Back down to 2.5% today.
I wrote last week of the challenge the Bank of England will have in normalising the economy and this is yet another example of this trend.
Historically, to maintain a 2.5% inflation rate you would have expected interest rates to be at around 4% to 5%. But now, after the financial crash, this just is not the case. Debt loads, both public and private are much higher (excluding the Banks whose balance sheets are around 50% smaller). This higher debt load means we are far more sensitive to interest rate changes than pre-2008.

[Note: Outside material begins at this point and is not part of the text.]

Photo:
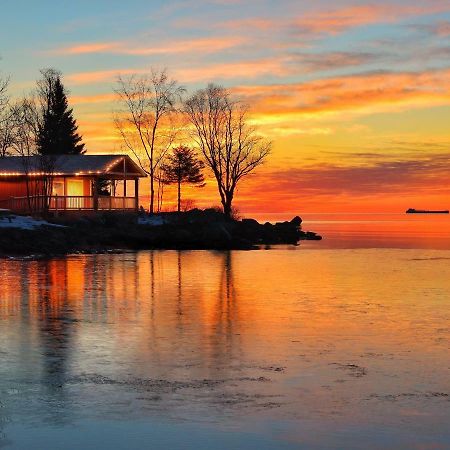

The oft use quote is "this time its different" - but in many ways this time it really is, the macro-economy seems very resilient inspite of the underlying monetary failure of the State. Unemployment is very low by any historical standard, inflation - even including house prices - remains low. The Government is glacially eating into the deficit. Even the Pound has recovered, which is a shame in many ways as it was such a boost to the sluggish economy of 2017. Abroad the Trump stimulus will help the US a while and the EU is climbing out of its decade long crash - albeit with some major challenges ahead in Countries like Italy that avoided fixing the banking systems.
As a backgound the, how can the Bank of England continue to raise rates in anything other than a tiny and anemic way? Also, more worryingly, is should anything go wrong with the current goldilocks scenario we are facing prolonged deflation with very few tools left to counter it.
Amazing really the Government, for all its evident crapness of people and policy, has still managed to oversee a good economy amongst the madness its manifest failings elsewhere.